天には孤高の太陽、大海原を一隻のボートが疾走していた。
海鳥の声が静かに響き、波の音に溶けこんでゆく。至って穏やかな空気が逆に不穏さを際立たせる。
航海中止を宣言された海を横切る感覚は、最初の内はスリルがあったし、爽快でもあったのだが、次第にその気分も納まってきた。
今は、船が一隻も通らないこの海に無意識のうちに身構えている。
ここは陽の界であるにも関わらず、陰の界に似ている。
「式神が戻るわ」
氷雨の言葉に、舞香と碧、それに笹井と瑠璃が空を見上げた。
蒼の海と空、その世界の境界線を鴎(かもめ)の形をした折り紙が飛んでくる。氷雨の物だ。三方向から、四羽ずつ、合計一二羽の式神は、一羽も欠けることなく、氷雨の手の中へと飛び込んでくる。

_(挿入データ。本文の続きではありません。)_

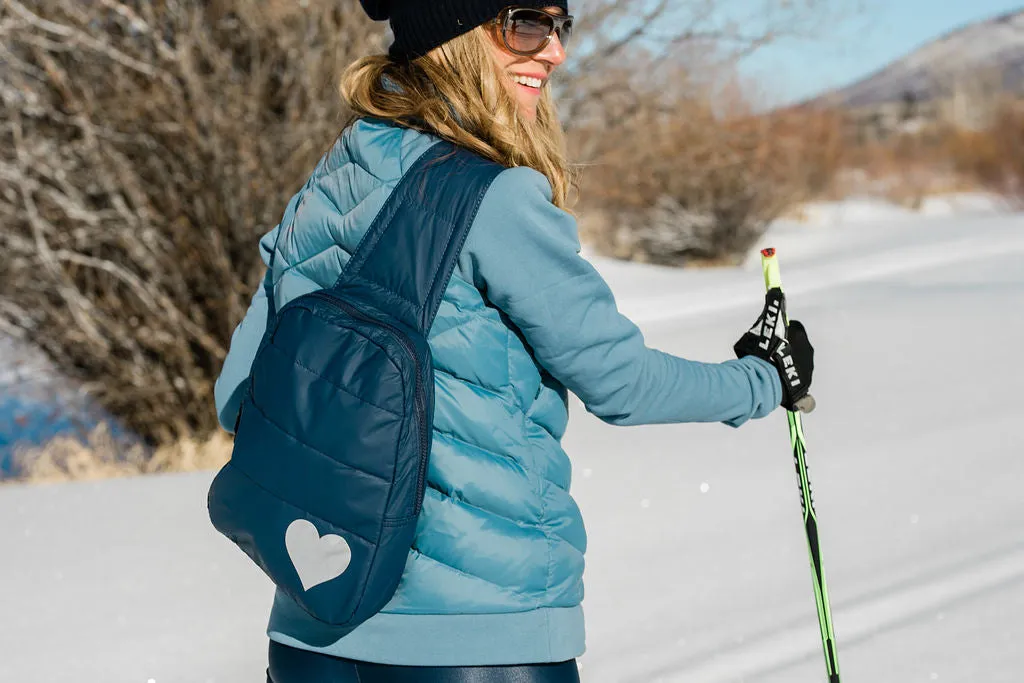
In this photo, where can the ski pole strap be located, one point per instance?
(773, 280)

「外から見た感じ、何か問題があるようには見えなかったけど……甲板に人が一人もいなかったのは引っ掛かるわね」
式神が“見た”光景は、ボートに設置された六壬式盤へと映し出されていた。氷雨の言う通り、舞香の目から見ても、問題があるようには見えなかったが、人気の無さが気になったというよりも、背筋を怖気が襲った。

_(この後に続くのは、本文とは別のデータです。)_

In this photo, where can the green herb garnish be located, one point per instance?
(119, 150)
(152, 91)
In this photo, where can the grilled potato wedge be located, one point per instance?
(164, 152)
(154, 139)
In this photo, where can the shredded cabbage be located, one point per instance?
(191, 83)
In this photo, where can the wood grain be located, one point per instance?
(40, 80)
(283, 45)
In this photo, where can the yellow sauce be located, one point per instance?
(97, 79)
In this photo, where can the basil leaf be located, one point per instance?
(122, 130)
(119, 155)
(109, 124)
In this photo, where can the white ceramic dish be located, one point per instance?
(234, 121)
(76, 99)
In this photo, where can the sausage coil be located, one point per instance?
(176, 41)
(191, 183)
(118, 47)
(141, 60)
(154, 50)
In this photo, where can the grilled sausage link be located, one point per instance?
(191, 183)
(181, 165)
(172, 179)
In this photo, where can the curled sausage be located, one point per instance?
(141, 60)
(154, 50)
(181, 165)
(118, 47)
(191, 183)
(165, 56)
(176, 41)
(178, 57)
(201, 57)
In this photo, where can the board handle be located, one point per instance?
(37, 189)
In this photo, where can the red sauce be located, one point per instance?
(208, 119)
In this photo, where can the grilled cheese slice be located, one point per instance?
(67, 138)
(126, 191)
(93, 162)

「やはり、直接調べない限りは、分かりそうもない、ですか」
そう言ったのは、笹井だ。このボートは彼が運転しているのだ。
「そういうことみたいだよ。そこまで安全運転でお願いするよー」
舞香の言葉に、なぜか瑠璃が胸を張った。
「任せてよ。なんたってきー君の操縦だからね」
瑠璃が自慢するまでもなく、舞香は既に感心していた。